Load packages and trilogy data sets

Let’s start by loading the materials we’ll need:

The main package we’ll use is the tidyverse, which is actually a collection of R packages with consistent design philosophy, grammar, and data structures.

To pull the current versions of the datasets, we’ll follow the steps outlined in the Getting Started > Use in Reproducible Research vignette. That’s why you’ll see a long, alphanumeric code in the links below, specifying precisely what version of the data is being used.

tmi <- read_csv("https://raw.githubusercontent.com/j-hagedorn/trilogy/d57c2cefd0b216c8ce5c251f618c3e931c732d0a/data/tmi.csv")
atu_df <- read_csv("https://raw.githubusercontent.com/j-hagedorn/trilogy/d57c2cefd0b216c8ce5c251f618c3e931c732d0a/data/atu_df.csv")
atu_seq <- read_csv("https://raw.githubusercontent.com/j-hagedorn/trilogy/d57c2cefd0b216c8ce5c251f618c3e931c732d0a/data/atu_seq.csv")
aft <- read_csv("https://raw.githubusercontent.com/j-hagedorn/trilogy/d57c2cefd0b216c8ce5c251f618c3e931c732d0a/data/aft.csv")

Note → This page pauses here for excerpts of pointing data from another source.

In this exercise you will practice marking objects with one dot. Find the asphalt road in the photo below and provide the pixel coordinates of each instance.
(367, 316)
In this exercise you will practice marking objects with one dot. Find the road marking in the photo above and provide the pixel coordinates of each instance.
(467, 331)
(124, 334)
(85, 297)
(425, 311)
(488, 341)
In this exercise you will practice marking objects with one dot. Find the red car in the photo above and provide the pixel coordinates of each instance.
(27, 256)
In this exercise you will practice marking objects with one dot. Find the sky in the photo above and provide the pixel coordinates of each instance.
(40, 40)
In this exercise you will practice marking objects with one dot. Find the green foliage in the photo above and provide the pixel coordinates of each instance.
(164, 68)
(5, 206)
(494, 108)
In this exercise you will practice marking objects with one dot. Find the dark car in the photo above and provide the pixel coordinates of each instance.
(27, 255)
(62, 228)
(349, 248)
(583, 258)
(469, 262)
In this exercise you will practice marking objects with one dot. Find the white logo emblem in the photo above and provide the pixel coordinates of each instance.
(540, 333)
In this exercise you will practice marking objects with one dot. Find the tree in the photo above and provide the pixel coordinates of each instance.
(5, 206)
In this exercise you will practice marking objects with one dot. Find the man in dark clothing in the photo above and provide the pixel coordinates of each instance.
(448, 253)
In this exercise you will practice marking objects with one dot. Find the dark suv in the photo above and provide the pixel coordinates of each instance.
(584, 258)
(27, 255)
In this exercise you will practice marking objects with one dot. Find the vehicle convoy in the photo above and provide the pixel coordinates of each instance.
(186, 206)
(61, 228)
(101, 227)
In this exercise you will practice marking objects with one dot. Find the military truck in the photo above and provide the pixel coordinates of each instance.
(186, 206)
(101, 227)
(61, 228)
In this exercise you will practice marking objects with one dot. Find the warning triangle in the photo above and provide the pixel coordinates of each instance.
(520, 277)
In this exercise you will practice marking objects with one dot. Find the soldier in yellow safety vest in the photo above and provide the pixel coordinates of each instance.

This allows us to explicitly reference a version of the data so that any research we do can be precisely replicated by others. For instance, if you wanted to pull an old (and not yet cleaned-up) version of the aft dataset, you’d just need to go back in the GitHub history and run the following:

old_aft <- read_csv("https://raw.githubusercontent.com/j-hagedorn/trilogy/f0fb12d108734847114f17980b05686a26305e38/data/aat.csv")

Overview

Summary Stats

The table below shows the distinct count of motifs and tale types in Trilogy datasets.

x <- 
  atu_seq %>% 
  # Get all tale IDs and motif IDs within them
  select(motif,atu_id) %>% 
  mutate(in_atu_seq = T) %>%
  # Pull in all tale IDs present in annotated tales.
  # Note that counting motifs in annotated tales assumes 
  # that each tale has each motif in the canonical sequence.
  left_join(
    aft %>% select(atu_id) %>% mutate(in_aft = T),
    by = "atu_id"
  ) %>%
  distinct(motif, in_atu_seq, in_aft) %>%
  mutate(in_aft = if_else(is.na(in_aft),F,T)) %>%
  # Don't keep multiple rows per motif, count as present (i.e. 'TRUE')
  group_by(motif, in_atu_seq) %>%
  filter(in_aft == max(in_aft))

m <-
  tmi %>%
  select(motif = id) %>%
  distinct(motif) %>%
  mutate(in_tmi = T) %>%
  full_join(x, by = "motif") %>%
  mutate(
    in_tmi =     if_else(is.na(in_tmi),F,in_tmi),
    in_atu_seq = if_else(is.na(in_atu_seq),F,in_atu_seq),
    in_aft =     if_else(is.na(in_aft),F,in_aft)
  ) 

m_sum <-
  m %>%
  summarise(
    in_tmi =     sum(in_tmi),
    in_atu_seq = sum(in_atu_seq),
    in_aft =     sum(in_aft)
  ) %>%
  mutate(unit = "motifs")
  
t <-
  atu_df %>%
  distinct(atu_id) %>%
  mutate(in_atu_df = T) %>%
  left_join(
    atu_seq %>% 
      distinct(atu_id) %>%
      mutate(in_atu_seq = T),
    by = "atu_id"
  ) %>%
  left_join(
    aft %>%
      distinct(atu_id) %>%
      mutate(in_aft = T),
    by = "atu_id"
  ) %>%
  mutate(
    in_atu_seq = if_else(is.na(in_atu_seq),F,in_atu_seq),
    in_aft = if_else(is.na(in_aft),F,in_aft)
  ) 

t_sum <-
  t %>%
  summarise(
    in_atu_df =  sum(in_atu_df),
    in_atu_seq = sum(in_atu_seq),
    in_aft =     sum(in_aft)
  ) %>%
  mutate(unit = "tale types")
  
m_sum %>%
  bind_rows(t_sum) %>%
  select(
    unit, tmi = in_tmi, 
    atu_df = in_atu_df, atu_seq = in_atu_seq, aft = in_aft
  ) %>%
  rmarkdown::paged_table()
rm(m); rm(m_sum); rm(t); rm(t_sum)

Note that motifs do not exist in atu_df or atu_combos, because those datasets contain one row per atu_id. Similarly, tale types (atu_ids) do not exist in tmi, because that dataset contains one row per motif.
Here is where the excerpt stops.